Note I am not even a member of the Archaeologica discussion forum. I am not in a discussion where someone is saying they disagree with me. Instead, these comments are leveled at my blog in absentia, without provocation and by inferences made from something as peripheral as the content of a blog sidebar link.
Getting back to the paper at the center of the Archaeologica forum discussion, the Eric Boëda, Christophe Griggo & Christelle Lahaye paper about the Cerutti Mastodon site, published in PaleoAmerica 3: In general, the archaeological community seems highly resistant to the observations of this paper. It does indeed challenge the evolutionary model for Homo, popularized in the press in the last twenty years.

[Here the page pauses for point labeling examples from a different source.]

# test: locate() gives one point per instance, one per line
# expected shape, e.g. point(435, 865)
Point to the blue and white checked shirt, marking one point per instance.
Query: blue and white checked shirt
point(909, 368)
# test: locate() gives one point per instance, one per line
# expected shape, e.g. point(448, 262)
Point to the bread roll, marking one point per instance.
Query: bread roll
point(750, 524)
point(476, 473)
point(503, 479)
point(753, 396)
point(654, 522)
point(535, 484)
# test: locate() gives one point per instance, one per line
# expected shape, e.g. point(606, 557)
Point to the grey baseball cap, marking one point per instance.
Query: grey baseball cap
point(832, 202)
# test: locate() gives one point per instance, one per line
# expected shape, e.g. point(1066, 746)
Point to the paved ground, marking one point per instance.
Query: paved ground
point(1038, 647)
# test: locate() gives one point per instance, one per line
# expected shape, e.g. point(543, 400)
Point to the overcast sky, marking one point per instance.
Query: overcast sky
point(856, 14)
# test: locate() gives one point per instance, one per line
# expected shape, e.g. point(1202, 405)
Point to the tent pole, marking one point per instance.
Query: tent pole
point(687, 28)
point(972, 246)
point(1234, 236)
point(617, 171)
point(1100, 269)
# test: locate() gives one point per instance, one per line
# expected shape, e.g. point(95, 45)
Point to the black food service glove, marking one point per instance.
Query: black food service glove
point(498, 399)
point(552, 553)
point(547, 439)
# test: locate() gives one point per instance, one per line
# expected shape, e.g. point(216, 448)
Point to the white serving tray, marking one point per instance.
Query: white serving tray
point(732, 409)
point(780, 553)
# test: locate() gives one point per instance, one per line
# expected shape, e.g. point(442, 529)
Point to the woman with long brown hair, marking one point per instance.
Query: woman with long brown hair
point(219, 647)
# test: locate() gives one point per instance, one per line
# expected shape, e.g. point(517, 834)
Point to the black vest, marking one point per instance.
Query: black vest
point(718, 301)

For years, many archeaologists and anthropologists have questioned the simplistic human origins model promoted by Chris Stringer, Jean-Jacques Hublin, Bernard Wood, Svante Pääbo, David Reich and Spencer Wells. Unfortunately, we just did not hear these alternative views because of the overwhelming number of papers promoting the Recent Out of Africa model published at Science magazine, at the twitter feed @Qafzeh, on the Eurogenes Blog, at the Anthrogenica forum, and from a cadre of abiding journalists (especially Ann Gibbons, Carl Zimmer, Ewen Callaway, and Debbie Kennett). This has drowned out dissenting voices and blocked their publications for years. Many have left the field of archaeology because of this.
Luckily, a few remain. I will enjoy reading and following the work of these dissenting voices on my blog, elite and unquestionable archaeologists notwithstanding.